Bar of Montreal
- Founded: 1849
- Type: Bar association
- Legal status: active
- Purpose: advocate and public voice, educator and network
- Headquarters: Montreal, Quebec, Canada
- Region served: Montreal, Quebec, Canada
- Official language: English French
- Parent organization: Bar of Quebec
- Website: www.barreaudemontreal.qc.ca

= Bar of Montreal =

The Bar of Montreal (Barreau de Montréal) is the section of the Bar of Quebec for lawyers in the city of Montreal, Quebec, Canada. It has it beginnings in 1693 when, as a Royal Province of the French colonial empire, Canadien lawyers first tried to obtain official recognition but were refused by Governor General of New France Louis de Buade de Frontenac who upheld the 1678 edict by the Sovereign Council that denied recognition of the legal profession.

For nearly a century, the Canadien lawyers would not be given recognition until after the Battle of the Plains of Abraham they became British colonial subjects.

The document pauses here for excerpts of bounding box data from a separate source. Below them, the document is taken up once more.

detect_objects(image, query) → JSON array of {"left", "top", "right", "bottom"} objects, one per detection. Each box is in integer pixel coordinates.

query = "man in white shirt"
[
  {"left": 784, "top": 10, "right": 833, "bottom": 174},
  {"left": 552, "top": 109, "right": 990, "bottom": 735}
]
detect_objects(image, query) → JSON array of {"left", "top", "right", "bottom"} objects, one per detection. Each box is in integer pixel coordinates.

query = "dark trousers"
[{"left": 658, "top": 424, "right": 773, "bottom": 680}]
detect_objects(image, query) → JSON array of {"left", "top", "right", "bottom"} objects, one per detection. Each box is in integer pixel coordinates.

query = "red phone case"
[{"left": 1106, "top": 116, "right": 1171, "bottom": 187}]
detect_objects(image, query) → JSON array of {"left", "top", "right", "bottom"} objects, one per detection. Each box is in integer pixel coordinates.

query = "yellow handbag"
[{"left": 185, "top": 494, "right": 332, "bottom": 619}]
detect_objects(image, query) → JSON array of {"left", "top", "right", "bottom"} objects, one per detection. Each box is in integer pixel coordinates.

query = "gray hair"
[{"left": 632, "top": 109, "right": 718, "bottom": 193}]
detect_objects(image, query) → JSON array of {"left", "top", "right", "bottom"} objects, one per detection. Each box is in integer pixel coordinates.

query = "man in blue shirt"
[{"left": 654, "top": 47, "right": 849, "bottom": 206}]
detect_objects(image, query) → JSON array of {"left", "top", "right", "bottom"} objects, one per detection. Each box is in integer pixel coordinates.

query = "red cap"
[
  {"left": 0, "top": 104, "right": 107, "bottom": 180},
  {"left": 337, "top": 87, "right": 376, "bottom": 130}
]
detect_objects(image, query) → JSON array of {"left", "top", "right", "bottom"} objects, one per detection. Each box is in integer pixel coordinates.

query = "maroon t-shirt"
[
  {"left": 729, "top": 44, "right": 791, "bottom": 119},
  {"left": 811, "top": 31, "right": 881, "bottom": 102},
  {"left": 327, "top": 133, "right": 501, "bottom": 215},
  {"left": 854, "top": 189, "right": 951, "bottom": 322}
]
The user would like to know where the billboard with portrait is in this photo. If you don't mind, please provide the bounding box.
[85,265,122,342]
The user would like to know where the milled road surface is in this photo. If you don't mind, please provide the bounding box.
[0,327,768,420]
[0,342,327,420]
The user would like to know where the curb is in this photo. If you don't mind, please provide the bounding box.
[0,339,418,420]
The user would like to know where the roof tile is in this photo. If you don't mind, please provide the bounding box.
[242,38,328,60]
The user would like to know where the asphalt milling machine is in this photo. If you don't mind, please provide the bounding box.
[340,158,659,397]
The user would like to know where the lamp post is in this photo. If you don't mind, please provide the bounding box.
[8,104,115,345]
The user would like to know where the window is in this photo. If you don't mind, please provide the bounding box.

In the new British Province of Quebec, in 1765 Governor James Murray authorized the creation of the "Community of Lawyers" (Communauté des avocats) which granted commissions to its members that allowed them to practice law in the triple capacity of lawyer, notary and land surveyor. The precursor of the present-day Bar of Montreal, the Community of Lawyers adopted the first-ever code of ethics and conduct.

The Bar of Montreal became an independent corporation alongside the Bar of Lower Canada in 1849 through the Act to incorporate the Bar of Lower Canada (11-12 Vict. (1849), c.46.).